3 1/2" liner hanger system for 4 1/8" and 4 3/4" hole have been.

3 Cementing for downsized conventional slim wells

Cementing of the upper strings is completely conventional. However the smaller volumes give a number of practical logistical and operational advantages. In particular, more of the cement jobs can be batch-mixed and cement displacement velocities can be higher.

The major concern during cementing of smaller deeper liners is that very high frictional pressure losses will be induced by pumping the cement slurry into a narrow annulus at a high displacement rate. The velocity of the cement slurry in the annulus is considered to be the single, most important parameter for achieving the main objective of a primary cementation, i.e. good zonal isolation by optimum mud removal (250 ft/mn).

other issues to consider:

  • In trying to design low viscosity slurries, a Slag Mix formulation may be a more promising option than Portland cement.
  • To avoid crumbling of the very thin cement sheath over the rathole section, liner/casing may either be set on bottom, or fibre cement may be used as a tail slurry.
  • If conventional techniques fail to allow sufficient placement velocities, either the hole size can be increased slightly (oversize bits, under-reaming) or another annular sealing technique, e.g. ECPs may be used.

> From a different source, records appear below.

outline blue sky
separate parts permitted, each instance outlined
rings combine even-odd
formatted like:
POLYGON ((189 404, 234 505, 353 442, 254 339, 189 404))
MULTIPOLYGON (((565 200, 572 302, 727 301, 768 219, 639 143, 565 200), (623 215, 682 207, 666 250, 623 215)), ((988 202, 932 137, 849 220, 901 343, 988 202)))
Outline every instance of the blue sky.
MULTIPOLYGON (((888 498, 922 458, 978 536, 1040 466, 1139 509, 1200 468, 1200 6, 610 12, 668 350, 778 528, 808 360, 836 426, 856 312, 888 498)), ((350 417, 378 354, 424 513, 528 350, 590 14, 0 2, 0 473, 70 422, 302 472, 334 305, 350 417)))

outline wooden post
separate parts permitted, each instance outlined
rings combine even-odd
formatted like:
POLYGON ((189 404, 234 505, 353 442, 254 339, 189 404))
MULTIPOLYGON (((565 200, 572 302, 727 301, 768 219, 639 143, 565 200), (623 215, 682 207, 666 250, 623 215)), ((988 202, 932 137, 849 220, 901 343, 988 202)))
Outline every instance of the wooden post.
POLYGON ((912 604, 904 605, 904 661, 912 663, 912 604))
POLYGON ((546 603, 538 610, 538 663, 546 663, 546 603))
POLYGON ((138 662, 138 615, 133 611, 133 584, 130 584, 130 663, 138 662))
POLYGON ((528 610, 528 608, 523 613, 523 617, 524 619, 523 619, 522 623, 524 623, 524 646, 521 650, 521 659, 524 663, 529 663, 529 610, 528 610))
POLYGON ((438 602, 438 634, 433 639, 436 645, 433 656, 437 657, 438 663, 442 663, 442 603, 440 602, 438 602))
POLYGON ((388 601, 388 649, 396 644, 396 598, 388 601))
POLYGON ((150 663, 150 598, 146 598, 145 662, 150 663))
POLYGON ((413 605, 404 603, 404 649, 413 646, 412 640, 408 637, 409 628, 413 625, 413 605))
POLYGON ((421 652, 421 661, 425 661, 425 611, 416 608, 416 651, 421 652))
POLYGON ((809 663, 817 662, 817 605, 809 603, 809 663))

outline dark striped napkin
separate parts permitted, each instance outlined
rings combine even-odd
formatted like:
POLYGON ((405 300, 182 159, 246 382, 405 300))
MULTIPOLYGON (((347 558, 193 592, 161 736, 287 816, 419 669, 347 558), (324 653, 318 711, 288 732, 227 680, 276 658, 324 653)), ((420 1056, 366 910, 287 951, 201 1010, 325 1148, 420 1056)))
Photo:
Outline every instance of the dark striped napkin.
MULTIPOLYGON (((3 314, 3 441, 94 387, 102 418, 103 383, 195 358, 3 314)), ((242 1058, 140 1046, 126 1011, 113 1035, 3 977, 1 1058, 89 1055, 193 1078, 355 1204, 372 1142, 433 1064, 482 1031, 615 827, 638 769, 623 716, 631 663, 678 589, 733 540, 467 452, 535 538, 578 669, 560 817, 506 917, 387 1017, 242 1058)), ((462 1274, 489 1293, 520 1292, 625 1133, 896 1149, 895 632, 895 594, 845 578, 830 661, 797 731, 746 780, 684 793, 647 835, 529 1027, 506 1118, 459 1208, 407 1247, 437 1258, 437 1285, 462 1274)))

3.1 Conclusions and recommendations

  • Cement rheology and hole size are the parameters that most influence the maximum allowable annular velocity of a cement slurry during its displacement in a slim hole annulus.
  • The total frictional pressure loss in the system is expected to decrease if a heavy, brine-based, low-solids drilling fluid is used.
  • A small deviation of the hole size from the bit size has a large influence on the achieved displacement velocity. In a field situation the displacement rate should therefore be based on actual hole-calliper measurements. In extreme cases, consider under-reaming the hole.
  • Even with a 5" liner in a 5 7/8" hole, cementation is restricted to a maximum liner length of 2000 ft, if a conventional cement slurry is used.

4 Casing and cementing for wells drilled with continuous coring geometry

The slender drill rod connections dictated by the continuous coring geometry are unable to withstand excessive drillstring vibrations. Thus, as discussed under the section on drill rods for continuous coring, for effective trouble free drilling a small annulus is required for the total string length. This precludes the use of liners, and, as is shown in the previous section, this makes effective cementing of practically all such wells very difficult. Therefore it may be prudent for continuous coring geometry wells to consider a low probability of achieving successful zonal isolation by means of primary cementation during the design process. This may not be as important for low pressure oil wells as for gas wells.

Specific differences between cementing a hard rock well and a sedimentary basin well include the potential for cements with little fluid loss control to flash set when flowing past permeable formations or being pumped at high speed up narrow annuli, the problems of gas worm holes through setting cement giving rise to leaking annuli, the effects of pressure and shear rate on setting time, etc.

The casing used in the mining industry may have a different specification from that used in the oil industry. Threads may not be designed for sealing against pressure; accessories such as reliable float shoes, stage cementing collars, and centralisers may not be available, etc.

If mining drill rods are used as an emergency casing string, the threads may not seal at high differential pressure and there may be difficulties in installing centralisers.